The Ba'ath Party archives are a trove of archival documents relating to the history and governance of the Iraqi Ba'ath Party under the rule of Ahmed Hassan al-Bakr and Saddam Hussein from 1968 to 2003. U.S. officials seized the archives in the aftermath of the 2003 invasion of Iraq. The U.S. government completed its handover of the archive back to Iraq in 2020.
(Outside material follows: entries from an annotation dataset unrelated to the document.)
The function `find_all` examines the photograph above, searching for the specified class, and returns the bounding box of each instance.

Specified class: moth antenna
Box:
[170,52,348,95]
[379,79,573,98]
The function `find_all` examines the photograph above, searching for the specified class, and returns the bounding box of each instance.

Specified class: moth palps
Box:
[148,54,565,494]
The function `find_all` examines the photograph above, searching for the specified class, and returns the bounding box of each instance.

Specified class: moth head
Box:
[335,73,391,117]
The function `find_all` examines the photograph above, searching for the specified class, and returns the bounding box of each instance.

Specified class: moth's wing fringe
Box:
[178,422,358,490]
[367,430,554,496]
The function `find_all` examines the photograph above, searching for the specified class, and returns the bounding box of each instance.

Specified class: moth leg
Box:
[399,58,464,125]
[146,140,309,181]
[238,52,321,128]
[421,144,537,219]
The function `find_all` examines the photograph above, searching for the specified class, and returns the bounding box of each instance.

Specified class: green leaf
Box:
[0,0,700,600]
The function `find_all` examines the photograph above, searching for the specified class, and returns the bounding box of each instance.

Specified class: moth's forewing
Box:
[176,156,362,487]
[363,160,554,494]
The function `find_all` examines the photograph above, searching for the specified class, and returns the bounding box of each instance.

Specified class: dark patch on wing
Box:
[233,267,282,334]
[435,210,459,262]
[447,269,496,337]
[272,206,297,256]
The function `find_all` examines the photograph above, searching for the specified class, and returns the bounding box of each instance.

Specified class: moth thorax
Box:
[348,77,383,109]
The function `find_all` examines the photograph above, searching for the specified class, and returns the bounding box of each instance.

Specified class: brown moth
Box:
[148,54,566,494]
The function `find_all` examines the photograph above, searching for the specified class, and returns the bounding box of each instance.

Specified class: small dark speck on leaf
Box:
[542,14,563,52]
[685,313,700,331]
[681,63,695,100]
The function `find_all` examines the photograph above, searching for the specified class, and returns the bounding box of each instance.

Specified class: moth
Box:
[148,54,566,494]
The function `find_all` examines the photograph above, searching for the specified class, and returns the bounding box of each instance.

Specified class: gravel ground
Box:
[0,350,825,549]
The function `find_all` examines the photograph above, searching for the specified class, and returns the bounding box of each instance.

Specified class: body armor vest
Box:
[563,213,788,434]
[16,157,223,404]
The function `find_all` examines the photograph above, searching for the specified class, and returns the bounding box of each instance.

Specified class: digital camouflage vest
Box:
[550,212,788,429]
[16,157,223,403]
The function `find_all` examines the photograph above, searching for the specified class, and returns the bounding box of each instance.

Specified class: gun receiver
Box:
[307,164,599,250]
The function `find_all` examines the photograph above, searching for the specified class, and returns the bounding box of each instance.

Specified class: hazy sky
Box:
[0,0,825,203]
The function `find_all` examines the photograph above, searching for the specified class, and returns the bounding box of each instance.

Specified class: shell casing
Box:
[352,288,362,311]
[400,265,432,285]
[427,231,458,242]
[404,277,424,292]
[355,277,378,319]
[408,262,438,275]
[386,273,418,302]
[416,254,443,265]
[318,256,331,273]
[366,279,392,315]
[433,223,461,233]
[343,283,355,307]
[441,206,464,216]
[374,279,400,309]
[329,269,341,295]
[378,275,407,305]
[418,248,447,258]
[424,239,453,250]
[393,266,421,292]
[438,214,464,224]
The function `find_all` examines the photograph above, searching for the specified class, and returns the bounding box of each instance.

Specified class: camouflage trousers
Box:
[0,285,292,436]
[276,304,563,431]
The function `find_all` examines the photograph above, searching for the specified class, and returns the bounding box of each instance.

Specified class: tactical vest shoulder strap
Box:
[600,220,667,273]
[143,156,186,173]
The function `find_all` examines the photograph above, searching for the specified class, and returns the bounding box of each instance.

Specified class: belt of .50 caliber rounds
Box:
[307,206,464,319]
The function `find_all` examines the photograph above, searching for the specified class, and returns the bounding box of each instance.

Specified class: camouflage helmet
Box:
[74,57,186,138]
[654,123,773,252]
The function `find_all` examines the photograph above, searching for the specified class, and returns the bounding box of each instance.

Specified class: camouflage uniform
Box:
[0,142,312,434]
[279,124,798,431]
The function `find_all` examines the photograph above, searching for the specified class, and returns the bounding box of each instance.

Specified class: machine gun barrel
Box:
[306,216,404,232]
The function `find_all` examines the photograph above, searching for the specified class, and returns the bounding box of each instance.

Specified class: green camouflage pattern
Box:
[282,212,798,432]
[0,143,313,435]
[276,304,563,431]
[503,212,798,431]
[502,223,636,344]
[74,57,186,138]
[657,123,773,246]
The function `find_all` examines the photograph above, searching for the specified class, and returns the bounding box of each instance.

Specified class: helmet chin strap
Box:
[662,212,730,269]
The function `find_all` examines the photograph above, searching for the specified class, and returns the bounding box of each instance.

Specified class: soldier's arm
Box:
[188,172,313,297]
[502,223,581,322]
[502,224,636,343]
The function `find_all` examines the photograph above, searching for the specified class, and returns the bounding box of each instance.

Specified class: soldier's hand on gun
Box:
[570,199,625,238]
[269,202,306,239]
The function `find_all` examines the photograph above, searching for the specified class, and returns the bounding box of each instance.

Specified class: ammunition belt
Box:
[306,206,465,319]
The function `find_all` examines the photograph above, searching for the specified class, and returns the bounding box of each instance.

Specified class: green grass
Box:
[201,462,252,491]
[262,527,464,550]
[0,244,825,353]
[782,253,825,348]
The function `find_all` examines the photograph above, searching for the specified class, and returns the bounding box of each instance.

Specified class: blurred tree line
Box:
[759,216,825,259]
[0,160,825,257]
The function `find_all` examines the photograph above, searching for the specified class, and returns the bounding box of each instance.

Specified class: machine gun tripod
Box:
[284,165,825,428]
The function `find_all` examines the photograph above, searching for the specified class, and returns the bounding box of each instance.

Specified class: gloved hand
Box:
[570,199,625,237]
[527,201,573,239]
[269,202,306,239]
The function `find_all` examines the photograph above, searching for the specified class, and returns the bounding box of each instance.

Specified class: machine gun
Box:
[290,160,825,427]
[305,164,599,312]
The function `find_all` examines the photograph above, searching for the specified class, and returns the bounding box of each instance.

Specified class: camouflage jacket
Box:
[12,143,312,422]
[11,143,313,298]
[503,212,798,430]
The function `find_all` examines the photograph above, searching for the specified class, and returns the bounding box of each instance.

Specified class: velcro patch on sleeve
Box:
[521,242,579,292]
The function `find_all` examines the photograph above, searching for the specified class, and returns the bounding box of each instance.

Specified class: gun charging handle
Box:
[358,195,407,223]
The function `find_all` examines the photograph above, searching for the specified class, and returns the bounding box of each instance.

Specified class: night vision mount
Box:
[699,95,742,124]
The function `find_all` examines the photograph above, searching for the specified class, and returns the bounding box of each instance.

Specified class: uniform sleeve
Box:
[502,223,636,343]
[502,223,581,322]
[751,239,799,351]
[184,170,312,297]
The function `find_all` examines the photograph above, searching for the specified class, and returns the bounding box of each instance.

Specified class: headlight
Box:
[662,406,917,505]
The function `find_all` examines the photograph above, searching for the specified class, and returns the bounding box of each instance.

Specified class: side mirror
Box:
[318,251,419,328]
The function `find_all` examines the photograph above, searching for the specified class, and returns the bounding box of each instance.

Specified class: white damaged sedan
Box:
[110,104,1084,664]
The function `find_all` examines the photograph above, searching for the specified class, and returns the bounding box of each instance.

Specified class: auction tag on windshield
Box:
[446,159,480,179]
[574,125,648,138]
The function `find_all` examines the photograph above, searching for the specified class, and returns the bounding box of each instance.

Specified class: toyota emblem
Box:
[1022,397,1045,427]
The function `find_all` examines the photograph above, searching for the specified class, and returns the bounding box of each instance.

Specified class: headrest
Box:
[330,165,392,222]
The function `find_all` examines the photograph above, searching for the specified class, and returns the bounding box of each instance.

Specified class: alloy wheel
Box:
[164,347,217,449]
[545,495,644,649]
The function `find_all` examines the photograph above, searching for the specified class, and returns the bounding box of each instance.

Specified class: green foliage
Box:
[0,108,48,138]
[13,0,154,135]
==U.S. seizure and custody==
Soon after the 2003 invasion of Iraq, U.S. exploitation teams scoured Ba'ath Party offices for records that could shed light on Iraq's WMD programs and alleged support for global terrorism—though this effort was impeded by the widespread looting of the early post-invasion period. A U.S. defense contractor, the Iraq Memory Foundation (IMF), discovered and took possession of millions of pages of documents in the basement of the Ba'ath Party headquarters in Baghdad. The IMF encountered obstacles to their plans to create a national memorial to Saddam's victims of human rights abuses, so in 2005 they turned over the documents temporarily to the U.S. military. The documents were scanned for analysis by the U.S. Defense Intelligence Agency. In 2008, the IMF donated the materials to the Hoover Institution Library and Archives at Stanford University in California.

==Contents and research==
The National Defense University in Washington, D.C., which owned digitized records of the archives, established the Conflict Records Research Center (CRRC) to enable academic research of the records. In 2011, the CRRC publicly released a small batch records, including notes from a meeting called by Saddam Hussein in reaction to the revelation of the Iran–Contra affair in 1986 and strategy deliberations from the early days of the Iran–Iraq War. The CRRC also owned thousands of hours of Saddam's secretly recorded meetings and conversations. The CRRC closed in 2015 when the Defense Department cut its funding.

The Hoover Institution's archive included 11 million records and was used by researchers on the Ba'ath Party's governance, repression of dissent, use of religion in the state, and demographic policies. About 3.8 million records consisted of the party's membership files.

==Controversy and return to Iraq==
Iraqi cultural scholars argued the seizures of the Ba'ath archives constituted an imperialistic theft of Iraq's heritage. In 2008, the Society of American Archivists and Association of Canadian Archivists jointly issued a statement calling for the return of the Ba'ath archive and other Iraqi documents. Although the 1907 Hague Convention permits conquering countries to seize the records of enemy states, the archivist groups argued that the Hague Convention did not apply to the Iraq Memory Foundation as a private organization. The IMF argued in response that Iraqi national institutions would need to exercise extreme caution handling the documents, as many of them named victims of Saddam's abusive regime. In 2010, Saad Eskander, head of the Iraq National Library and Archive, formally requested that Stanford return their document archive; the university declined, citing the unstable security situation in Iraq at the time.

Motivated in part by cost-saving concerns, the U.S. Defense Department returned a tranche of 120 million documents in May 2013. A final batch of 6 million pages was delivered in August 2020.